Again, I am here to get on track, to learn the rules, so that I can follow them. Sure, I may seem stupid that I don't know exactly what all of these little rules are, but it isn't like it comes naturally. And does she, someone who is supposed to teach people what to do for good control, have to make me feel stupid every single time we speak?? If you don't use it, you lose it, right. Well I have lost all that information, and she is going to make me lose my mind! I told her from the beginning I needed to start fresh, and ever since then she has treated me like a non-compliant (again, I hate that word!!) diabetic who just refuses to do what I am told...

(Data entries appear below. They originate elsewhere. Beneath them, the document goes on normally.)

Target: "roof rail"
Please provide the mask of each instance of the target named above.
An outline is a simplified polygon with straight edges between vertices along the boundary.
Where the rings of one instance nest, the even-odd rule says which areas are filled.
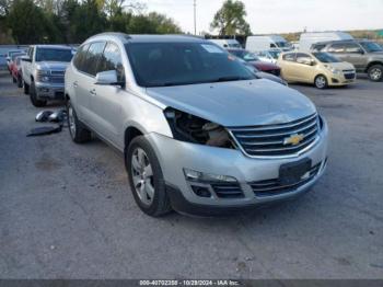
[[[126,39],[131,38],[128,34],[123,33],[123,32],[103,32],[103,33],[93,35],[92,37],[96,37],[96,36],[107,36],[107,35],[109,35],[109,36],[123,37],[123,38],[126,38]]]

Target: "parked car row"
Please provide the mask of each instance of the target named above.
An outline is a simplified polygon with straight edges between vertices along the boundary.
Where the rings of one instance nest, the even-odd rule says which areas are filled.
[[[45,106],[49,100],[65,100],[65,71],[73,54],[69,46],[32,45],[26,51],[9,51],[8,69],[32,104]]]
[[[345,32],[302,33],[300,42],[294,45],[278,35],[248,36],[246,38],[245,49],[235,39],[211,41],[246,61],[257,61],[256,66],[259,70],[269,72],[266,68],[263,69],[260,67],[263,61],[280,66],[279,68],[274,68],[272,71],[281,69],[281,77],[286,81],[310,82],[323,89],[329,85],[353,83],[356,78],[351,79],[350,77],[352,74],[356,77],[356,72],[367,73],[371,81],[383,80],[382,45],[372,41],[355,39],[350,34]],[[229,42],[230,46],[229,44],[224,44]],[[321,60],[313,56],[312,53],[318,51],[329,54],[321,55],[322,58],[332,59],[332,62],[326,62],[324,66],[316,66]],[[303,54],[303,56],[301,57],[299,53]],[[281,54],[286,56],[281,56]],[[330,56],[333,57],[330,58]],[[285,60],[286,57],[288,58],[288,62]],[[298,60],[301,58],[311,58],[312,60],[297,62],[292,57]],[[348,66],[349,69],[340,71],[333,69],[335,73],[332,69],[327,69],[334,66],[334,62],[337,62],[337,66],[339,66],[340,61],[344,62],[343,66]],[[350,65],[353,67],[350,67]],[[290,69],[292,66],[294,67],[294,72]],[[307,66],[311,66],[311,68],[309,69]],[[288,69],[288,67],[290,68]],[[323,70],[323,68],[326,68],[326,70]],[[352,72],[353,70],[356,72]],[[298,77],[297,73],[301,76],[304,73],[304,77]]]

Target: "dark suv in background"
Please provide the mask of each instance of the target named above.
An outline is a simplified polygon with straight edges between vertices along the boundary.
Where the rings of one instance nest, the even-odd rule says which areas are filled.
[[[312,45],[312,51],[327,51],[351,62],[358,72],[368,73],[371,81],[383,80],[383,48],[371,41],[329,41]]]

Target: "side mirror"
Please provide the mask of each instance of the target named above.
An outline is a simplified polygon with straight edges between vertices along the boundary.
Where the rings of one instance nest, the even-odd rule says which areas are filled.
[[[116,84],[116,85],[118,85],[118,84],[123,84],[123,83],[118,82],[117,71],[111,70],[111,71],[97,72],[95,84],[104,84],[104,85]]]

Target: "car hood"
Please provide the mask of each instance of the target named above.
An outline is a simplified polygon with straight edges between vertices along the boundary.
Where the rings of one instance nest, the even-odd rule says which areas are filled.
[[[275,76],[272,73],[258,71],[255,74],[258,76],[262,79],[267,79],[267,80],[270,80],[270,81],[274,81],[274,82],[277,82],[277,83],[286,84],[285,81],[281,78],[279,78],[279,77],[277,77],[277,76]]]
[[[326,65],[338,70],[355,70],[353,65],[347,61],[325,64],[325,66]]]
[[[166,106],[230,127],[292,122],[315,113],[300,92],[269,80],[148,88]]]
[[[66,61],[39,61],[37,64],[37,69],[63,71],[67,69],[68,65],[69,62]]]

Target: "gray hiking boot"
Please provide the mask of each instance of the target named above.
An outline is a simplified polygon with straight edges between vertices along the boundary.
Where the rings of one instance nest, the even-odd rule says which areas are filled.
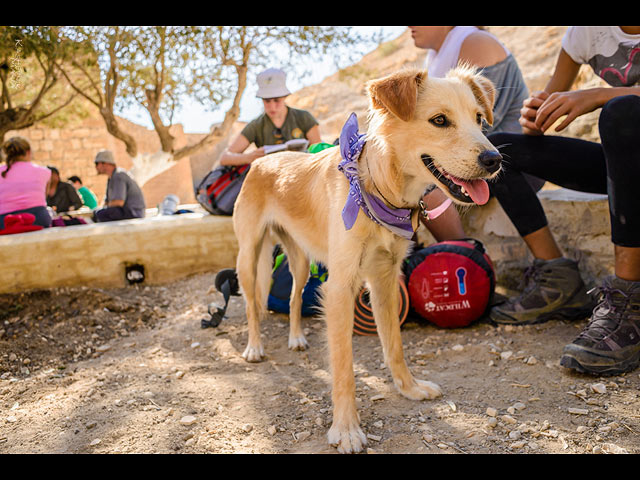
[[[600,303],[589,324],[565,346],[560,365],[609,375],[640,365],[640,282],[611,276],[598,288]]]
[[[531,325],[553,318],[577,320],[589,317],[593,310],[578,264],[568,258],[535,259],[525,271],[523,284],[519,296],[491,309],[493,322]]]

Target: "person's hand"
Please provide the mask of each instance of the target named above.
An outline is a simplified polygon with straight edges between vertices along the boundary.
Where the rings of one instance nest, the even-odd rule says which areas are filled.
[[[598,101],[589,90],[552,93],[538,108],[535,125],[540,131],[546,132],[560,117],[566,115],[555,128],[555,131],[559,132],[580,115],[592,112],[597,107]]]
[[[536,117],[538,109],[549,98],[549,94],[545,91],[534,92],[529,98],[522,102],[520,109],[520,125],[522,131],[526,135],[543,135],[544,132],[536,125]]]
[[[251,157],[252,162],[254,160],[257,160],[260,157],[264,157],[265,156],[264,147],[256,148],[253,152],[251,152],[251,154],[252,154],[252,157]]]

She has sarcastically asked me in the past whether she was "getting through to me", well apparently I am not getting through to her!! I had already made up my mind that I am not going to see her again, but it still gets to me. I mean, every time I talk to her I feel discouraged and as though I CAN'T do this. Even when I am trying my hardest, and I AM, I just am not doing good enough apparently. So what's the point. Why try?? The people who are supposed to be there to support me and guide me obviously don't think I am doing a good enough job and just criticize me. Honestly, yesterday after she called was the closest I came to feeling as though I just wanted to give up. I won't, but I was just so frustrated that I can see how far I have come and how well I am doing, but it just isn't good enough. Will it ever be good enough??

Honestly, I just don't get it. I don't know what I did wrong or what I did to her to make her feel like I am just wasting her time...and that is exactly how she comes across to me: That I am just a waste of her time because I will just never get it right...

I will let you know how it goes next week when I tell the doc that I no longer want to see her...I think if I keep thinking about it I am just going to end up even more discouraged than I am now. The last thing I need right now is to start the tears rolling, because I don't think they will stop if I do.